I believe the intent is as follows: Step 1 Debugger has downloaded code into the target and Step 2 - now debugger wants to reset the board, Step 3 so debugger asserts the RESET signal while holding the CPU in reset. Step 4, while holding the CPU in reset debugger attaches to CPU and halts the CPU. Sep 5 - This prevents the CPU (and/or hardware) from starting and loading the image from external flash into RAM over-writing the new application the debugger just wrote to RAM.
The above scenario is common with ARM7 and ARM9 and early CortexM series chips.
My assumption is our design should have some type of "jumper" or "dipswitch" that disables the BOOTSTRAP so that the above does not occur.

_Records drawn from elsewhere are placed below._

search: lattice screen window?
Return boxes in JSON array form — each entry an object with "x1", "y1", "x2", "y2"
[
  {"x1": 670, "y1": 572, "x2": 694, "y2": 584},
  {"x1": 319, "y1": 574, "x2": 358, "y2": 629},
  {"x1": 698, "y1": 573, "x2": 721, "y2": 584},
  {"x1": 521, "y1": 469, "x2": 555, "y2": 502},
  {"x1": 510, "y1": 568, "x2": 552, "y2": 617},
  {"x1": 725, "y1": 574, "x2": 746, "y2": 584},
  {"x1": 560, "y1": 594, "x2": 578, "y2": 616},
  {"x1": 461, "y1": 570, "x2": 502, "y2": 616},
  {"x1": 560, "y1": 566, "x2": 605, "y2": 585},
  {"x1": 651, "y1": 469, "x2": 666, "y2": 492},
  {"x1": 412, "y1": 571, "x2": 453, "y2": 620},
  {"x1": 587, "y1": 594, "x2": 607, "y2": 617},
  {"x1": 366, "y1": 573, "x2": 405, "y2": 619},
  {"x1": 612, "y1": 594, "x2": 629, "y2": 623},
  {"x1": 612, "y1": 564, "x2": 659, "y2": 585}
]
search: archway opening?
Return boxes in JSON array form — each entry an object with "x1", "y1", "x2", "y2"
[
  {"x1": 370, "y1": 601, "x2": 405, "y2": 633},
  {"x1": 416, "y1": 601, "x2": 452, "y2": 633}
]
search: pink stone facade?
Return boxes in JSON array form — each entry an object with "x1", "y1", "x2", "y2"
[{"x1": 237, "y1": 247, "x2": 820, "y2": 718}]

** My question: ** Is this the correct/intended usage of this signal? If not - please give a few use cases describing when and/or where this feature would be used. The existing documentation is not complete enough to be understood, it says: "This signal disables bootstrap" - sounds like the signal should be tied off in all designs.
COMMENT/WISHLIST ITEM - it would be nice if the SPI interface had more then 1 slave select. With the understanding the boot rom must be attached to SlaveSelect 0. Note: Section 9.1 states: As an initiator, supports up to eight target devices (which I think is a copy/paste error)
Interrupts from various peripherals - I find no table for the IRQs from various peripherals (ie: SPI/I2C/UART etc) are not hooked up to the PLIC - and please confirm: this must be done external to the MIV_ESS.